Do zatrzymania doszło wczoraj około godz. 23.00. Zdarzenie uchwyciły kamery miejskiego monitoringu. Na nagraniu widać auto, wyjeżdżające z ul. Sobieskiego i skręcające w lewo, w ul. Stary Rynek. A także sposób wykonania tego manewru przez kierowcę.
Zobaczyli go również policjanci, którzy akurat tamtędy jechali (od strony ul. Rzgowskiej).
– Tor jazdy wskazywał, że kierowca może być nietrzeźwy, co potwierdziło badanie – poinformowała podkomisarz Ilona Sidorko, rzecznik KPP w Pabianicach.

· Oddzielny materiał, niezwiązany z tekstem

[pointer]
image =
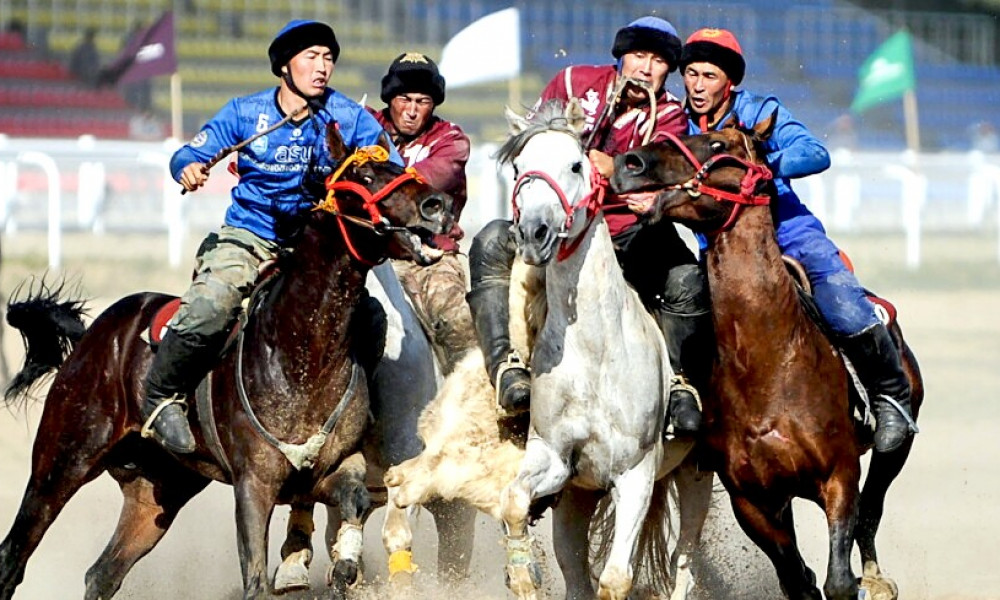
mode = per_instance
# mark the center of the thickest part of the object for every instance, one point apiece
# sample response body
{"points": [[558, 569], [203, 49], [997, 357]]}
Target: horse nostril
{"points": [[431, 208], [634, 164]]}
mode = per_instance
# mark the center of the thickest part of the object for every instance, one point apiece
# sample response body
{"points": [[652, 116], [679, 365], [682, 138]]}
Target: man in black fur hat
{"points": [[438, 150]]}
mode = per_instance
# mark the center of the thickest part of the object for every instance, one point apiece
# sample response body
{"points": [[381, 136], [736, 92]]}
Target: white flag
{"points": [[489, 49]]}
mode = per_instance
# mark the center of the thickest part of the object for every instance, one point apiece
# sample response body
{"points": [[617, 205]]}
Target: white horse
{"points": [[403, 383], [599, 388]]}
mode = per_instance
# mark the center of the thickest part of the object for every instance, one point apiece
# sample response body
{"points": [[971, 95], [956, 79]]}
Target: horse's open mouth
{"points": [[641, 201], [418, 241]]}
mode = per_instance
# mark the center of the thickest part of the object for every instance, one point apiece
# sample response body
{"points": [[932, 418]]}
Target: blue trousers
{"points": [[838, 294]]}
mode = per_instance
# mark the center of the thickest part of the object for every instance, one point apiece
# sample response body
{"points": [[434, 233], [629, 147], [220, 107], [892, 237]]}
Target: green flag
{"points": [[886, 74]]}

Okazało się, że za kierownicą Opla Astry siedział 27-letni mieszkaniec Pabianic i że nie ma ani też nigdy nie posiadał uprawnień do kierowania pojazdami. To będzie potraktowane jak wykroczenie. Natomiast za jazdę po pijanemu mężczyźnie grozi do dwóch lat pozbawienia wolności.
REKLAMA
hahaha ale beka, normalnie miasto cudOKÓF
Jazda bez uprawnień nie powinna być wykroczeniem a przestępstwem biorąc pod uwagę ilość obwarowań, przepisów jakie musi lub powinien znać kierowca oraz szkody jakie może spowodować taka osoba, włącznie z pozbawieniem kogoś życia.
Pijaki na tory!
Masz racje na tory „Jedzie pociąg, złe wagony
Do więzienia wiozą mnie”
Debili nie sieją sami się rodzą! Czasami trzeba myśleć ale widać że to boli! Kara adekwatna do przestepstwa bo to jest przestępstwo driver bez uprawnień i na gazie!!! Wysoka grzywna tak zeby się rozpogodziło i wiedziało za co trzeba bulić bo jak widać nie miał do tej pory kary!
nasze prawo to kpina
Czasownik – DO – w określaniu wysokości wyroku dla przestępcy wyjście awaryjne i uniknięcie kary. Wyrok brzmiący DO 3 lat brzmi groźnie ale czasownik DO może zmniejszyć ten wyrok np do prac społecznych przez 3 miesiące . Kara powinna być uciążliwa i nieunikniona.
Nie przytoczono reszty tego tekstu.